Le budget de l’Etat de l’exercice 2009, à l’instar de celui de 2008, poursuit la mise en œuvre du DSCRP (Document de stratégie de la croissance et de réduction de la pauvreté), dont les principaux piliers sont exécutés à travers les programmes et projets sectoriels.

Les actions prioritaires retenus dans le programme d’action du gouvernement soutiennent les cinq chantiers du DSCRP, à savoir, la promotion de la bonne gouvernance et la consolidation de la paix, le renforcement de la stabilité macroéconomique et de la croissance, l’amélioration de l’accès aux services sociaux et la réduction de la vulnérabilité, la lutte contre le VIH/SIDA et la promotion de la dynamique communautaire.

Selon les éléments contenus dans l’exposé des motifs, le gouvernement central a axé son action sur la satisfaction des besoins de base, la reconstruction du pays et la recherche de la paix par le renforcement des mesures, instruments et stratégies à même de sauvegarder celle-ci.

Ci-dessous le texte intégral de la loi portant budget de l’Etat pour l’exercice 2009 :


Loi n°08/017 du 31 décembre 2008 portant Budget de l’Etat pour l’exercice 2009


L’Assemblée Nationale et le Sénat ont adopté 

Le Président de la République promulgue la Loi dont la teneur suit :

TITRE I : DU BUDGET GENERAL


Article 1er
: Le budget de l’Etat pour l’exercice 2009 est arrêté en équilibre en recettes et en dépenses à 2.922.393.815.447 FC (Deux Mille neuf cent vingt-deux milliards trois cent quatre-vingt-treize millions huit cent quinze mille quatre cent quarante-sept Francs congolais). Il est réparti conformément au tableau figurant à l’annexe I.

Article 2
: Les recettes courantes du budget 2009 sont fixées à 1.597.889.336.224 FC (Mille cinq cent quatre-vingt-dix-sept milliards huit cent quatre-vingt-neuf millions trois cent trente-six mille deux cent vingt-quatre Francs Congolais). Les recettes extérieures s’élèvent à 1.031.418.229.423 FC (Mille trente et un milliards quatre cent dix-huit millions deux cent vingt-neuf mille quatre cent vingt-trois Francs Congolais).
Les recettes des Provinces sont chiffrées à 293.086.249.800 FC (Deux cent quatre-vingt-treize milliards quatre-vingt-six millions deux cent quarante-neuf mille huit cents Francs Congolais).

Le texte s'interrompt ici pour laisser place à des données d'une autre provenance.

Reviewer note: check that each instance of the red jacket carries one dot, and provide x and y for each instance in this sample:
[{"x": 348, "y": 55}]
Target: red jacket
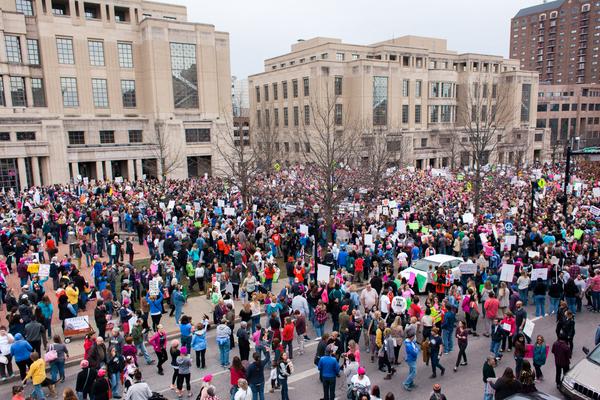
[{"x": 288, "y": 333}]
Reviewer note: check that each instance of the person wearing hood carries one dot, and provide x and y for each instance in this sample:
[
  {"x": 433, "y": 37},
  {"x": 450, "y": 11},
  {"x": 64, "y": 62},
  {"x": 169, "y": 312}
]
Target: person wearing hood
[
  {"x": 223, "y": 333},
  {"x": 21, "y": 351}
]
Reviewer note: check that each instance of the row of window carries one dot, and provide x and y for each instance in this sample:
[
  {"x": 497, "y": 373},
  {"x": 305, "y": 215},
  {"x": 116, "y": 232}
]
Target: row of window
[
  {"x": 68, "y": 86},
  {"x": 544, "y": 107},
  {"x": 21, "y": 136},
  {"x": 18, "y": 92},
  {"x": 105, "y": 136}
]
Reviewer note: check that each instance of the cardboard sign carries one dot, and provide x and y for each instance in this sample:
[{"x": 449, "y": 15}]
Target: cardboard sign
[
  {"x": 468, "y": 268},
  {"x": 507, "y": 273},
  {"x": 44, "y": 270},
  {"x": 77, "y": 326},
  {"x": 539, "y": 273},
  {"x": 323, "y": 272}
]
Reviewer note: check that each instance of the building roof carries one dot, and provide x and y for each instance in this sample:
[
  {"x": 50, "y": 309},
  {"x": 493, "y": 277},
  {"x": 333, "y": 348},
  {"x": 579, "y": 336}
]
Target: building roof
[{"x": 539, "y": 8}]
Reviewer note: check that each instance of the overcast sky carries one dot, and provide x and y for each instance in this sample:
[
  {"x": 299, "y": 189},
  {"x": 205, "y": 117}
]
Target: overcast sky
[{"x": 260, "y": 29}]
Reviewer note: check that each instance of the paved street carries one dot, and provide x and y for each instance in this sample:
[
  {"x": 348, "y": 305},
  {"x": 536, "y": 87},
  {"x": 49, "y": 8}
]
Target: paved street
[{"x": 464, "y": 384}]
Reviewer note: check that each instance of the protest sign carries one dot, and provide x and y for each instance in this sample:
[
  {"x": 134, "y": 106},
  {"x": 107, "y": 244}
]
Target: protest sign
[
  {"x": 323, "y": 272},
  {"x": 507, "y": 273},
  {"x": 44, "y": 270},
  {"x": 541, "y": 273}
]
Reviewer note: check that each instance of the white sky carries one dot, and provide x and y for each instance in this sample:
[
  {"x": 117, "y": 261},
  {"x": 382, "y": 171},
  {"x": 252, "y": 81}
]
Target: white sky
[{"x": 260, "y": 29}]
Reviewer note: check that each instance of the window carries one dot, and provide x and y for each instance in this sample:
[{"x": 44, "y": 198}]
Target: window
[
  {"x": 17, "y": 91},
  {"x": 338, "y": 83},
  {"x": 405, "y": 83},
  {"x": 100, "y": 93},
  {"x": 96, "y": 50},
  {"x": 25, "y": 7},
  {"x": 306, "y": 115},
  {"x": 128, "y": 93},
  {"x": 68, "y": 87},
  {"x": 64, "y": 47},
  {"x": 107, "y": 137},
  {"x": 433, "y": 114},
  {"x": 33, "y": 52},
  {"x": 23, "y": 136},
  {"x": 380, "y": 99},
  {"x": 135, "y": 136},
  {"x": 296, "y": 116},
  {"x": 13, "y": 48},
  {"x": 405, "y": 113},
  {"x": 185, "y": 75},
  {"x": 339, "y": 114},
  {"x": 38, "y": 92},
  {"x": 76, "y": 137},
  {"x": 125, "y": 54},
  {"x": 197, "y": 135}
]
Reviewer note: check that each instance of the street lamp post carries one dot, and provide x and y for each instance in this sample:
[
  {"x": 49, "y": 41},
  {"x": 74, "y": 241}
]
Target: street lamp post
[{"x": 316, "y": 210}]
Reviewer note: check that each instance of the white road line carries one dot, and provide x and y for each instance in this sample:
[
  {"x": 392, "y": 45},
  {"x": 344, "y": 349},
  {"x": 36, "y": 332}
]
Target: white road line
[{"x": 215, "y": 374}]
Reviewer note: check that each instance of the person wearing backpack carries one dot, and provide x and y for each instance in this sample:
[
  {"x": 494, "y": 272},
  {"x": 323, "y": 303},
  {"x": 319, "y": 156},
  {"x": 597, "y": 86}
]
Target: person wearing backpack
[{"x": 56, "y": 355}]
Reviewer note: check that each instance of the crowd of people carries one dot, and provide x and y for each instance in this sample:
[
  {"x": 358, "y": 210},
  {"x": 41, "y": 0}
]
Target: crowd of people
[{"x": 200, "y": 237}]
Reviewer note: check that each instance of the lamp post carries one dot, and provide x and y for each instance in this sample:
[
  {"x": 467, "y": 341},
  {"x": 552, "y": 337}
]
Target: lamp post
[{"x": 316, "y": 210}]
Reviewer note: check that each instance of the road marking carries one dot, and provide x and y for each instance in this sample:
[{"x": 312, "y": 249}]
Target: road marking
[{"x": 224, "y": 371}]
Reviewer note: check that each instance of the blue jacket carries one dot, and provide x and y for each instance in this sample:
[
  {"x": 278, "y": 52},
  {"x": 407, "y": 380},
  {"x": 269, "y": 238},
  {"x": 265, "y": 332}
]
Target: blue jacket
[
  {"x": 329, "y": 367},
  {"x": 155, "y": 305},
  {"x": 20, "y": 349},
  {"x": 199, "y": 340},
  {"x": 412, "y": 350}
]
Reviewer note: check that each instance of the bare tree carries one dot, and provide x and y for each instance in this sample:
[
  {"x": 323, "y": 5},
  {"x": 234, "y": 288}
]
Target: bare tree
[
  {"x": 487, "y": 110},
  {"x": 169, "y": 158},
  {"x": 331, "y": 140},
  {"x": 239, "y": 164},
  {"x": 382, "y": 148}
]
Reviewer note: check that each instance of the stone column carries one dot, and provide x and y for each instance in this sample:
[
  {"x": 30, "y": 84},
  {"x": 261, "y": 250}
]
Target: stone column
[
  {"x": 108, "y": 168},
  {"x": 131, "y": 170},
  {"x": 99, "y": 171},
  {"x": 35, "y": 170},
  {"x": 139, "y": 169},
  {"x": 23, "y": 184}
]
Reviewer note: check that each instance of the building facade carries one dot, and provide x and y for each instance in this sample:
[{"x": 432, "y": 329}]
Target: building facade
[
  {"x": 105, "y": 89},
  {"x": 412, "y": 87},
  {"x": 559, "y": 39}
]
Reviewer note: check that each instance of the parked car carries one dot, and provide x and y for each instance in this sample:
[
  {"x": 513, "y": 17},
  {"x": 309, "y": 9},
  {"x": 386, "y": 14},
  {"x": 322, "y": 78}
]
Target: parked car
[
  {"x": 421, "y": 266},
  {"x": 581, "y": 382}
]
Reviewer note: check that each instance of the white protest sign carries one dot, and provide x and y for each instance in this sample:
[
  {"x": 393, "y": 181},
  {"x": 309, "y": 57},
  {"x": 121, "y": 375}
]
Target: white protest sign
[
  {"x": 44, "y": 270},
  {"x": 323, "y": 272},
  {"x": 401, "y": 226},
  {"x": 468, "y": 218},
  {"x": 507, "y": 273},
  {"x": 467, "y": 268},
  {"x": 528, "y": 328},
  {"x": 304, "y": 229},
  {"x": 541, "y": 273}
]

Elles sont réparties conformément au tableau figurant à l’annexe II.


Article 3
 : Les dépenses de la Dette Publique sont arrêtées à 215.565.269.777 FC (Deux cent quinze milliards cinq cent soixante-cinq millions deux cent soixante-neuf mille sept cent soixante-dix-sept Francs Congolais) et sont réparties comme suit :
- Dette intérieure : 13.841.269.777 FC (Treize milliards huit cent quarante et un millions deux cent soixante-neuf mille sept cent soixante-dix-sept Francs Congolais) ;
- Dette extérieure : 201.724.000.000 FC (Deux cent un milliards sept cent vingt-quatre millions de Francs Congolais). Leur répartition est indiquée au tableau figurant à l’annexe III.

Article 4
: Les crédits de 153.895.299.845 FC (Cent cinquante trois milliards huit cent quatre-vingt-quinze millions deux cent quatre-vingt-dix-neuf mille huit cent quarante-cinq Francs congolais) sont ouverts à titre des Frais Financiers. Leur répartition est indiquée au tableau figurant à l’annexe IV.

Article 5
: Les crédits budgétaires pour un montant de 589.787.972.081 FC (Cinq cent quatre-vingt-neuf milliards sept cent quatre-vingt-sept millions neuf cent soixante-douze mille neuf quatre-vingt-un Francs congolais) sont ouverts à titre des Dépenses de Personnel. Leur répartition est indiquée au tableau figurant à l’annexe V.

Article 6
: Les dépenses des Biens et Matériels sont arrêtées à 44.082.507.586 FC (Quarante-quatre milliards quatre-vingt-deux millions cinq cent sept mille cinq cent quatre-vingt-six Francs congolais). Leur répartition est indiquée au tableau figurant à l’annexe VI.

Article 7
: Les dépenses de Prestations sont arrêtées à 58.576.329.666 FC (Cinquante-huit milliards cinq cent soixante-seize millions trois cent vingt-neuf mille six cent soixante-six Francs congolais). Elles sont réparties conformément au tableau figurant à l’annexe VII.

Article 8
: Les crédits budgétaires de l’ordre de 896.736.442.318 FC (Huit cent quatre-vingt-seize milliards sept cent trente-six millions quatre cent quarante-deux mille trois cent dix-huit Francs congolais) sont ouverts à titre de Transferts et Interventions de l’Etat. Leur répartition est indiquée au tableau figurant à l’annexe VIII.

Article 9
: Les crédits budgétaires de l’ordre de 177.569.087.523 FC (Cent soixante dix-sept milliards cinq cent soixante-neuf millions quatre-vingt-sept mille cinq cent vingt-trois Francs congolais) sont ouverts à titre des dépenses d’Equipements. Leur répartition est indiquée au tableau figurant à l’annexe IX.

Article 10
: Les dépenses de Construction, Réfection, Réhabilitation, Addition d’Ouvrages et Edifices, Acquisition Immobilière sont arrêtées à 786.180.906.652 FC (Sept cent quatre-vingt-six milliards cent quatre-vingts millions neuf cent six mille six cent cinquante-deux Francs congolais). Leur répartition est indiquée au tableau figurant à l’annexe X.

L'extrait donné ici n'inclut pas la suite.